Working for a major foundation, you could easily say you “gave at the office.” Why is it important to you personally for your giving to extend beyond your professional life?  

What’s meaningful to me is knowing that I get to be a part of the solution from a more hands-on perspective. I also believe in the core beliefs of our founder (W.K. Kellogg) who said that “… communities have the inherent capacity to solve their own problems.” I am leaning into the foundation’s beliefs when I choose to be a philanthropist outside of my day-to-day work.   

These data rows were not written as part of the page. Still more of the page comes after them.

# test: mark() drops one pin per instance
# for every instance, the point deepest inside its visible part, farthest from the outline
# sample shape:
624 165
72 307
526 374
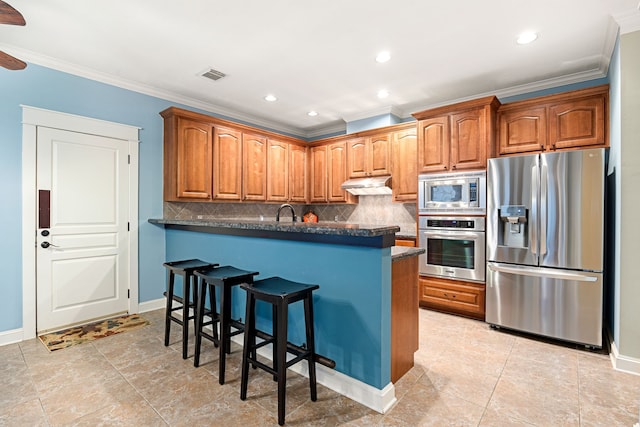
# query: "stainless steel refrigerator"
545 231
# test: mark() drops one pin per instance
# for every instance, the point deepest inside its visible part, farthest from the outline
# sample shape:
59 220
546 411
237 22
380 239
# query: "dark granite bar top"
401 252
323 232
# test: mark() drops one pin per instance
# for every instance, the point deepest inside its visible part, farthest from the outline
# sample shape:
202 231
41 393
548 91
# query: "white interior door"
82 236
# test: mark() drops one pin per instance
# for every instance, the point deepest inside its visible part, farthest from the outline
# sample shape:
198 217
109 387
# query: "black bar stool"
185 268
279 293
225 278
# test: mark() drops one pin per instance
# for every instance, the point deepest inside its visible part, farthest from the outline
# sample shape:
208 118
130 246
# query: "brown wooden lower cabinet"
404 315
454 296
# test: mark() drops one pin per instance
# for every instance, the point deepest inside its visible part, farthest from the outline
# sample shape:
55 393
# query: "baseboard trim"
152 305
623 363
11 337
378 400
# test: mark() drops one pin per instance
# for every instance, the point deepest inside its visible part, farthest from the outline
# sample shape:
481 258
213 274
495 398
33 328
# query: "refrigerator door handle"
544 185
541 272
533 233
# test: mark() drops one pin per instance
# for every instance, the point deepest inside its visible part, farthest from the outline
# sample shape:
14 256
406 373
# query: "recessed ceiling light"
527 37
383 56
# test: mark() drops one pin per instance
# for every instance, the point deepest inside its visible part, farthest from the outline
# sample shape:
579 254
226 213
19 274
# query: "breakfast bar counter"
323 232
352 264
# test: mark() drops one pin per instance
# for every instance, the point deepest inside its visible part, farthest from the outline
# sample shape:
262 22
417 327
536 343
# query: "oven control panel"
451 223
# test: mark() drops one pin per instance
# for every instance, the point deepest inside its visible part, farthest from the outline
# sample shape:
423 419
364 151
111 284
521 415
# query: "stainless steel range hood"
376 185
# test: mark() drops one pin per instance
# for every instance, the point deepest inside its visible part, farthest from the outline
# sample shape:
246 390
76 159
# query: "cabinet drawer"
453 296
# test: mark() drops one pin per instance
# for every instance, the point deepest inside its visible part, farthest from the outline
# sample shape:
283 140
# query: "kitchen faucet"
286 205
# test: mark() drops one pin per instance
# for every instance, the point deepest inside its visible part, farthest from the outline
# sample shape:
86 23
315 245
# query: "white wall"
628 298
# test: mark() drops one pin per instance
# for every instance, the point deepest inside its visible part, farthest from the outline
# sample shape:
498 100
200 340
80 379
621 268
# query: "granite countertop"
322 232
401 252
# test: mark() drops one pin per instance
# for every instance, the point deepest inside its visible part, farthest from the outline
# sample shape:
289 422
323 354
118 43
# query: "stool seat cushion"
188 265
225 272
279 287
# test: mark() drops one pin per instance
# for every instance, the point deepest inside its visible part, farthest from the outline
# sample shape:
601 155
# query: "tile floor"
465 374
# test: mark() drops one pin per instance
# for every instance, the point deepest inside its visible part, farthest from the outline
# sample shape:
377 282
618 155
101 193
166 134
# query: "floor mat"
92 331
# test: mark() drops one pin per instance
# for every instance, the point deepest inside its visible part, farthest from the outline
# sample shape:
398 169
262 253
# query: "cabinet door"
297 173
405 166
318 164
453 296
227 164
433 144
277 171
469 140
254 167
358 162
379 154
336 172
522 131
193 159
578 123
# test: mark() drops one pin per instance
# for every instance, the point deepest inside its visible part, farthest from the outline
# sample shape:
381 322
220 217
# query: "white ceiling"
320 55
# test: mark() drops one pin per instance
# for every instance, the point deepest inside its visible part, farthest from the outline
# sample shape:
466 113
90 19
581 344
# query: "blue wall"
351 309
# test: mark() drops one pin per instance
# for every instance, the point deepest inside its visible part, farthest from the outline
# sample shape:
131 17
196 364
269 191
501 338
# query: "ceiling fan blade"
8 15
11 63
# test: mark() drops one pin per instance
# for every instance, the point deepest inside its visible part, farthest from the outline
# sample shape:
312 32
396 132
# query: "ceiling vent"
213 74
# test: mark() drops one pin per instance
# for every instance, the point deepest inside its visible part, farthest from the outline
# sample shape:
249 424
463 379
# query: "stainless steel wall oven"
455 247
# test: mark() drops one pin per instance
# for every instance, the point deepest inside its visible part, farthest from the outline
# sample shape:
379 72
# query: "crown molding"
629 21
322 131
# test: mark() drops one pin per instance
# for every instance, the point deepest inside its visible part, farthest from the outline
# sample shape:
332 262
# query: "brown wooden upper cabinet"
254 167
227 163
187 157
277 171
576 119
298 174
318 174
206 158
369 156
405 168
286 172
456 137
193 151
336 172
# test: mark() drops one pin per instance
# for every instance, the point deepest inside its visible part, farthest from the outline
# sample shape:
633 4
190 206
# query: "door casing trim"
32 118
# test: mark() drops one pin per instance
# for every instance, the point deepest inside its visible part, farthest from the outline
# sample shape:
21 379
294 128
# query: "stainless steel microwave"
453 193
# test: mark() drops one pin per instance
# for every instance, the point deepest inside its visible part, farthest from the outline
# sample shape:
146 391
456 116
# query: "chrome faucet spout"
286 205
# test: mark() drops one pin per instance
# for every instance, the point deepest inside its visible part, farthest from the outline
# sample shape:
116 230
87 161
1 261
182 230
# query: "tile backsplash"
376 210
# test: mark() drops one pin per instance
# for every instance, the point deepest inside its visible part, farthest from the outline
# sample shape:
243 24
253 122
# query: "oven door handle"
455 235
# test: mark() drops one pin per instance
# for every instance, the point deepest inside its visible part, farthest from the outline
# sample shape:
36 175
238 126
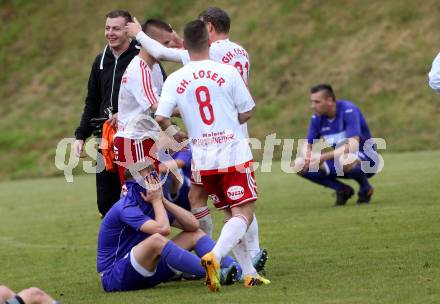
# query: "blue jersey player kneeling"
133 249
352 154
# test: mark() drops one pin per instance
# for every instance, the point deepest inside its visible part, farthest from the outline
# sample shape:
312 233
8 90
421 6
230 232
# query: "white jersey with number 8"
209 96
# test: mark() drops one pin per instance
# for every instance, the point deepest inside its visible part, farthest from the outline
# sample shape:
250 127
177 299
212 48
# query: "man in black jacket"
102 99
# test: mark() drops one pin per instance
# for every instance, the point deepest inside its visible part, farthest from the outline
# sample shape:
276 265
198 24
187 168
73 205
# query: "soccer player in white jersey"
213 102
221 50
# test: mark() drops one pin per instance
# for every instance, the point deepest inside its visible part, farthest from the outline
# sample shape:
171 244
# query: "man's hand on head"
154 189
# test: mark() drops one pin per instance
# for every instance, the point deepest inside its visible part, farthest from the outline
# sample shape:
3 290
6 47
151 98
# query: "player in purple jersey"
342 126
177 184
133 251
26 296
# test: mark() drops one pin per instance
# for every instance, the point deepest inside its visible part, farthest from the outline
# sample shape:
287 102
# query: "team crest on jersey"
214 198
235 192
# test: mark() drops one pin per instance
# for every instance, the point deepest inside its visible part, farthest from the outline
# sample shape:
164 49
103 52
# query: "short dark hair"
323 87
196 36
218 18
157 23
120 13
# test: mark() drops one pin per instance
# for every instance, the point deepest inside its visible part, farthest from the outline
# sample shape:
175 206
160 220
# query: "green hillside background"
376 53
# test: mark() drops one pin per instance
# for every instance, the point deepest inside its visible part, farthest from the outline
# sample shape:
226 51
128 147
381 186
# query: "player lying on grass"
224 51
214 102
133 249
353 155
31 295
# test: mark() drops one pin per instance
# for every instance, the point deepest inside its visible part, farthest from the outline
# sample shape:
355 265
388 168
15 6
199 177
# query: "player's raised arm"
244 117
153 47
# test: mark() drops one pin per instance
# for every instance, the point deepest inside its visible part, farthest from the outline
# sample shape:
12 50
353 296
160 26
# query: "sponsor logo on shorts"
235 192
214 198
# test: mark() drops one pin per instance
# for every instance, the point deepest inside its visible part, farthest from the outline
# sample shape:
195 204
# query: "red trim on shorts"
235 168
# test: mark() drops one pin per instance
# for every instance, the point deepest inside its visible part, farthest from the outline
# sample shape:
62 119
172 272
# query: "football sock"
232 232
205 244
327 181
182 260
358 175
204 217
252 238
243 257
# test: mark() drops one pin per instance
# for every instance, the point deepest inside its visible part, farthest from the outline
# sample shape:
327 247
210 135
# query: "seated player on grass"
31 295
133 249
353 155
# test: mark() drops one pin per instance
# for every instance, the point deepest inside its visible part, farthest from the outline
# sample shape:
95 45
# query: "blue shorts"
123 276
369 163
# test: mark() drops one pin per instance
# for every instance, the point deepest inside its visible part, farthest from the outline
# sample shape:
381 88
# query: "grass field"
387 252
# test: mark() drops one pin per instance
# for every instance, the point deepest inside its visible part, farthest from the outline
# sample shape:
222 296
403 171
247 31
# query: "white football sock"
232 232
252 238
243 257
204 217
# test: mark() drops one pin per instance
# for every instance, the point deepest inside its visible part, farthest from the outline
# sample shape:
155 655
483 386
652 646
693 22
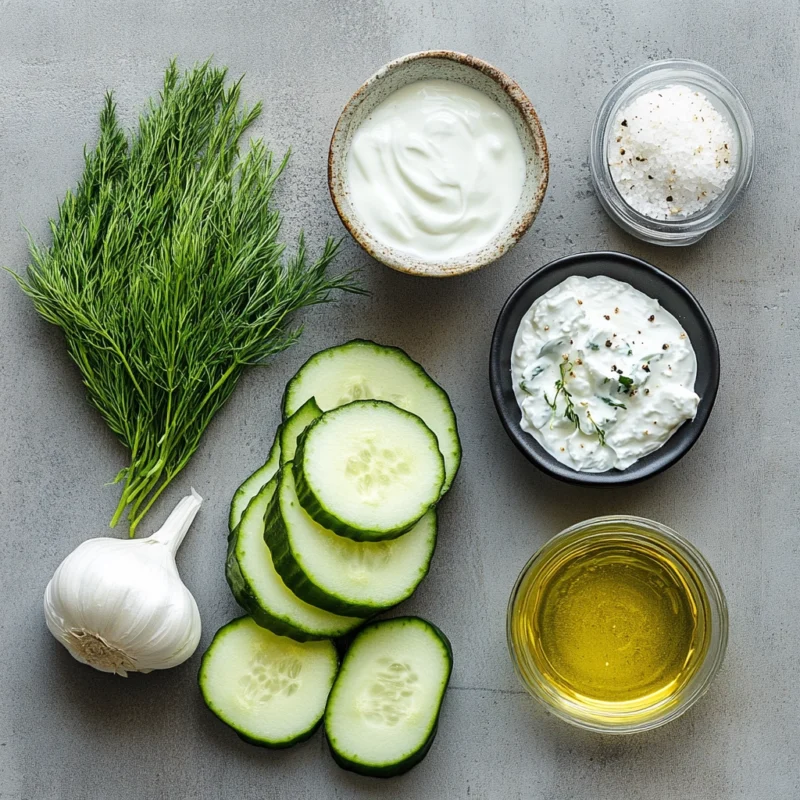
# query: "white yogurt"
436 170
602 373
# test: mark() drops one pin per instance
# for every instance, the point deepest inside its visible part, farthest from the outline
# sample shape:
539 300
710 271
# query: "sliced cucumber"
294 426
251 487
368 470
384 706
363 370
270 689
259 590
338 574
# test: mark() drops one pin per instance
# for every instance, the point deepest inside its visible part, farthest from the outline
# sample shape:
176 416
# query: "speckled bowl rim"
407 263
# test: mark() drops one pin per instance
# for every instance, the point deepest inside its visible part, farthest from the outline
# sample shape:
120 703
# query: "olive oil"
611 623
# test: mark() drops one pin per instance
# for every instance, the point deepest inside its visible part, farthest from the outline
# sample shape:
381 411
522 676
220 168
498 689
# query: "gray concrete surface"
69 732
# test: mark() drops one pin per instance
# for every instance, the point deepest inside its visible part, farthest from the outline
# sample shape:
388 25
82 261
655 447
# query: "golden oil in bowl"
617 624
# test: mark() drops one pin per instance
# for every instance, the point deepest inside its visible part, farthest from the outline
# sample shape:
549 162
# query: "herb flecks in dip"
602 373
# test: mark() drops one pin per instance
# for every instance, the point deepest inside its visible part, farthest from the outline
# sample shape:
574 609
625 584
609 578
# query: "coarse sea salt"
671 153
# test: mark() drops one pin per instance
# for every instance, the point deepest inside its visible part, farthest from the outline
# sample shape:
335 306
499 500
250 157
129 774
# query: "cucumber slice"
338 574
251 487
368 470
363 370
259 590
294 426
384 707
270 689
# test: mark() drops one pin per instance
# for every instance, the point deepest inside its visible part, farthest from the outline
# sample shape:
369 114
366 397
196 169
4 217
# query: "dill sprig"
166 274
565 369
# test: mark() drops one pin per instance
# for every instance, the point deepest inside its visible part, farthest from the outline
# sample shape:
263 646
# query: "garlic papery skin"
119 605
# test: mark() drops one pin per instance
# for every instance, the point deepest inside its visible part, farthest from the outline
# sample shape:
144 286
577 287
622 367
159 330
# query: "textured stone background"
69 732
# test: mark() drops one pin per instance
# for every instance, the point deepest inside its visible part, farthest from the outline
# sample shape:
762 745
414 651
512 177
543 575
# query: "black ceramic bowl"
672 295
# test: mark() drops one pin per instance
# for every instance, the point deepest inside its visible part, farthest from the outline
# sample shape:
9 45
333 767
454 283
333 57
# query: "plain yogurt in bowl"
438 164
436 169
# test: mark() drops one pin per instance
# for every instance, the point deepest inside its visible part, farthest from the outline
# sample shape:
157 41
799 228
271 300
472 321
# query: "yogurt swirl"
436 170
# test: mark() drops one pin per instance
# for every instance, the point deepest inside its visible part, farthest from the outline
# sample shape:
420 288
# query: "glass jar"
725 97
654 709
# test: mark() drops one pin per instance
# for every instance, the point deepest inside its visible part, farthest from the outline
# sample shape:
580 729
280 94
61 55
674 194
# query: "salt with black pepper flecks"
671 153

I know now that we need to be close to the work. But you don’t always have to be front and center or look to get recognition. It’s important to advance a community through spending time with local residents and leaders to get an understanding of the real needs of the community. Depending on the stage you are at in life, you can be intentional about the ways in which you give, but all methods of contribution are needed.  

More info about community giving

Throughout the centuries, community giving and mutual aid within Black communities often came with great personal risk. Here are a few highlights from the hundreds of thousands of stories that could be shared. 

Scholar W.E.B. DuBois began his 1907 study on mutual aid by recounting the burial and beneficial societies developed by enslaved people in nearly every Virginia city. Since it was illegal for enslaved Black people to congregate, each society selected a secretary and members visited them in ones and twos to pay dues.   

In 1787, founders of the African Methodist Church, Absalom Jones and Richard Allen established the Free African Society in Pennsylvania. Members paid one silver shilling of Pennsylvania currency each month, and three shillings a month were disbursed to widows. The society also secured apprenticeships for children of the deceased. 

DuBois describes the Underground Railroad of the 1830s-1850s as a vast network of “conscious cooperation and organization,” involving financial support, shelter and security as people escaped enslavement. Many liberated people embarked on what he called “heroic errands of mercy and deliverance,” risking arrest and re-enslavement to in turn free others.  

More than a century later, Black sharecropping women in Alabama established the Freedom Quilting Bee. They sold enough quilts to purchase 23 acres of land, where they built a quilting factory and offered shelter to sharecroppers who had been fired and evicted after registering to vote.   

Mutual aid continues, now a hallmark of the COVID-19 era in communities across the United States, crossing boundaries of race, origin and language.